She wasn’t more than half a dozen steps into the school’s front hall when Miss Dobson charged out of her office, her face like a thundercloud as she glared at Rebecca.
“Where have you been?” she demanded, marching so close that Rebecca stumbled a few, painful steps back.
Unfortunately, she winced as she stumbled. “I was visiting the Marchioness of Landsbury,” she said, attempting to dazzle Miss Dobson with Verity’s rank.
Miss Dobson continued to pursue her. She towered over Rebecca as she inched toward the wall. And then she sniffed. Her wrinkled face twisted into a triumphant grin. Rebecca gulped, wishing she’d thought to bathe after spending the afternoon in Nigel’s bed.
“You smell like a whore,” Miss Dobson said in a low, accusatory growl. “You smell like a dirty, filthy whore who has spent the day with her legs parted.”

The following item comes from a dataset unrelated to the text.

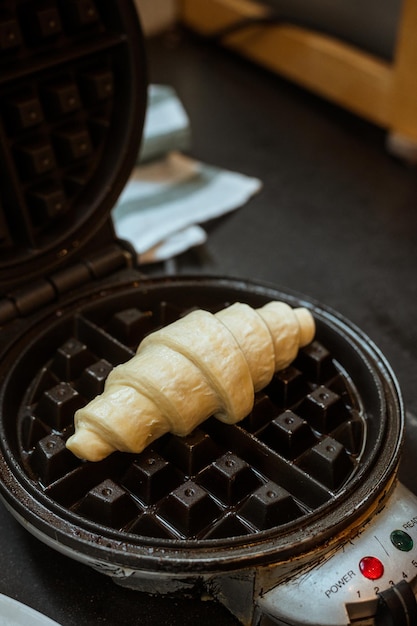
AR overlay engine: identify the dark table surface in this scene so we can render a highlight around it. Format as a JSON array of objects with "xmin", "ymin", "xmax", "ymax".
[{"xmin": 0, "ymin": 26, "xmax": 417, "ymax": 626}]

Rebecca opened her mouth to defend herself, but she had no defense. Miss Dobson was right, in a manner of speaking.
A flicker of movement on the stairs behind Miss Dobson caught Rebecca’s eye. Jo and Caro froze in the middle of rushing down the stairs. Their jubilant expressions at the sight of Rebecca flashed to horror at the way Miss Dobson had her cornered.
“You’ve been rutting like a pig, haven’t you?” Miss Dobson asked, raising her voice. A few of her pupils peeked around the corners from classrooms and the dining room. “You were entrusted to my care so that I could reform your disgraced morals, but you’ve thrown that back in my face by fucking every man that catches your fancy.”
The watching pupils gasped at Miss Dobson’s vulgar language, though a few directed their shock at Rebecca. Rebecca did the only thing she could think to do in order to save face.
“No, I didn’t,” she lied. At least, she hadn’t gone to bed with every man, just one.
Without warning, Miss Dobson slapped her across the face. “Don’t lie to me, you wicked harlot.”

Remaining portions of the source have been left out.